I like this reply ... so many of us seem to be into arguing fine points which are more about pride than helping each other! Now, building something together is GREAT ! Even if there are 8 different opinions on what type of fasteners we use!! haha! Create!!
The physics ---obviously applied--is always required. It starts with how you cut-to-length your antenna, and its shape. And position. Otherwise you are just making an upside down umbrella with wire, as an artistic work. And only that. But that's the point: in the US (dunno about Canada) you have to know the basic physics to get a ham license. You may CHOOSE to forget it after you pass the test, but there is a reason we have almost 150+ questions in the test pool which are (applied) physics related--even for the TECH. Fellow HAMS chose those questions. The FCC merely implemented them into the data base. So let me ask the question--why is it OK to not know the physics, even at a simple level? Is it yucky? Is it too hard? Why should any ham be turned off by the simple basis of how our communications systems work? Why is it to be avoided? How does it wreck the fun? What is it in ham radio today that makes even the basic applied science ignorable, or worse yet, a 'spoiler' of the activity of hamming--for some, for many? I mean this in all sincerity. Please explain.

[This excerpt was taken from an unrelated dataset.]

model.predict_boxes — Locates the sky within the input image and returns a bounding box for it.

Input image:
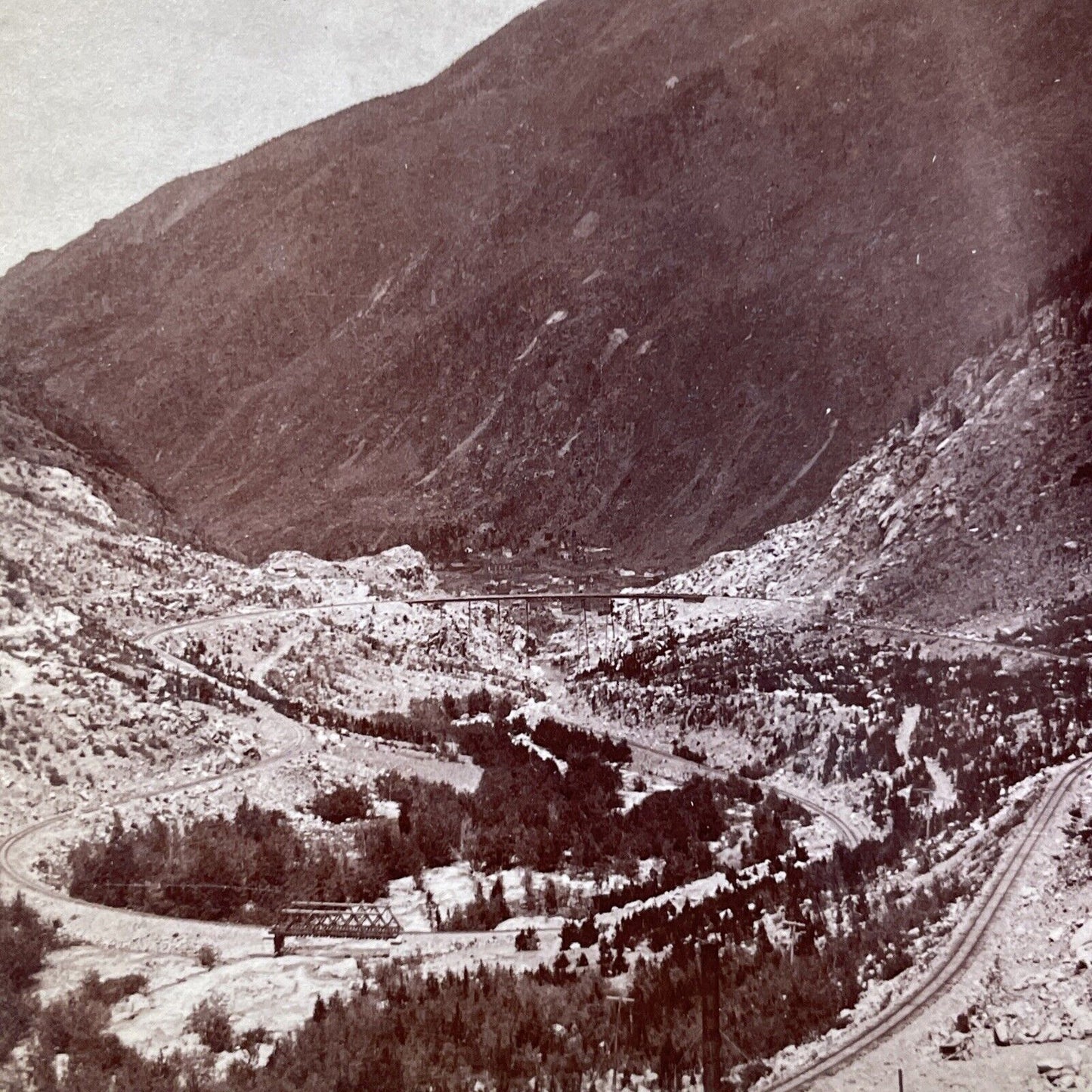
[0,0,533,272]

Keep it simple guys... Put as much wire up as you can And put it has high as you can But most of all have fun you might discover something better than Uda did by thinking outside the box instead of following the herd. Ps have a good rf earth most hams forget about this
Joe Taylor, K1JT and Nobel Laureate in Physics (can't say he's not educated!) uses a random length wire hung from a tree! (www.rttycontesting.com) Hey, if it's good enough for Joe, it's good enough for the rest of us dummies!
Cricket is cool! Way better than baseball. Well maybe not way better . . . but still . . . fun to watch.